We’re going through James Davison Hunter’s To Change The World chapter by chapter over the next few weeks. My primary reason for this is purely selfish… I want to use some of this material in the future, and this is a good way to force myself to analyze it and preserve the important parts.
Here’s the abstract of chapter 3 “The Failure of the Common View” from Hunter’s website:
If cultures were simply a matter of hearts and minds, then the influence of various minorities—whoever they are and whatever that may be—would be relatively insignificant. But they are not. The real problem of this working theory of culture and cultural change and the strategies that derive from it is idealism—that something non-physical is the primary reality. Idealism has three features in this view: ideas, individualism, and pietism. However, idealism misconstrues agency; underplays the importance of history; ignores the way culture is generated, coordinated, and organized; and imputes a logic and rationality to culture. Every strategy and tactic for changing the world that is based upon this working theory of culture and cultural change will fail—not most of these strategies, but all.
http://jamesdavisonhunter.com/to-change-the-world/chapter-abstracts/
In this chapter, Hunter talks about the apparent problem, the one articulated by “world change” advocates. This apparent problem has two parts: (1) Christians aren’t fervent enough; (2) There aren’t enough Christians who really embrace God’s call. Hunter argues that the real idea is what he calls “idealism,” the concept that what is real is the non-physical. The material world exists but what has “greater ontological significance” are ideas. To illustrate this concept, Hunter quotes Charles Colson as saying, “history is little more than the recording of the rise and fall of the great ideas—the worldviews—that form our values and move us to act.” According to Hunter, this is the belief of most American Christians.
Hunter argues that this fails to take into account the material realities that drive culture.

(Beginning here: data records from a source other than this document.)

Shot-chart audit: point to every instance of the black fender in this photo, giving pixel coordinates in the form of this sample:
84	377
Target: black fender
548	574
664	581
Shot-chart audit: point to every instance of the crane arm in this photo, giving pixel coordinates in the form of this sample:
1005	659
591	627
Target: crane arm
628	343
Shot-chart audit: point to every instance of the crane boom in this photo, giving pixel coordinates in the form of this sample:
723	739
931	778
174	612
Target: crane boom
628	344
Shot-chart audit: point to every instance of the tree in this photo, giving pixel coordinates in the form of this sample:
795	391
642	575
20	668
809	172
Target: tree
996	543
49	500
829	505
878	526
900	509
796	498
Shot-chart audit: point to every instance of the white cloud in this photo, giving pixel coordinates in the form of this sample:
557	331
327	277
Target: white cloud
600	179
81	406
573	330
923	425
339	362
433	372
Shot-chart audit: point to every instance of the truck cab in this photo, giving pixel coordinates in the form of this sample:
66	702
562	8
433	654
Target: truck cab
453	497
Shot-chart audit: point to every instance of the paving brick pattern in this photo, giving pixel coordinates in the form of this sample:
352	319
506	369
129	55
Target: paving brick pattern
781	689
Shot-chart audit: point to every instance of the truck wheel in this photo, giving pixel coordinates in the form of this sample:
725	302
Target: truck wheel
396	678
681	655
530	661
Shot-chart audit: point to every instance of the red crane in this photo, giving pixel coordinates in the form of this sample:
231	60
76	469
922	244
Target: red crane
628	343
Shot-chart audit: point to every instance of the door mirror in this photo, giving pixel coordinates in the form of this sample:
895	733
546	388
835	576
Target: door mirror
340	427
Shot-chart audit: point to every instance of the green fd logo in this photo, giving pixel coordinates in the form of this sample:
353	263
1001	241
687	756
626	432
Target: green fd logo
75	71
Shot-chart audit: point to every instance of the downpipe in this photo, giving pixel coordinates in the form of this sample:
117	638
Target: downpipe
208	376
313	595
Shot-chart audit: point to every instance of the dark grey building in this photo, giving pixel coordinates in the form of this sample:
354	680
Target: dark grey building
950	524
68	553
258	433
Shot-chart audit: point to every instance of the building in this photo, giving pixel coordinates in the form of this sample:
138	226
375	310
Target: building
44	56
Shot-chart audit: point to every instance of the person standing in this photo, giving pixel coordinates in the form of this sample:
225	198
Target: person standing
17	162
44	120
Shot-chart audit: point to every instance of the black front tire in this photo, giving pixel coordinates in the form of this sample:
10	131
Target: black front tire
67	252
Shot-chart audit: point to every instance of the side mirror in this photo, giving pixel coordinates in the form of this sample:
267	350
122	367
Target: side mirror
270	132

It ignores the “institutional nature of culture” and overlooks the fact that structure is “embedded in structures of power.” (p. 27)
In a coda, this chapter looks at Andy Crouch’s teachings about “culture as artifact,” culture being defined by the goods it produces. Hunter admits that this view overcomes the dualism of the primary view, but it doesn’t recognize the structures holding culture up.
Both of these views, idealism and “culture as artifact” focus on the individual, rather than the church. Hunter insists that there must be an alternative view. That view will be expressed in later chapters.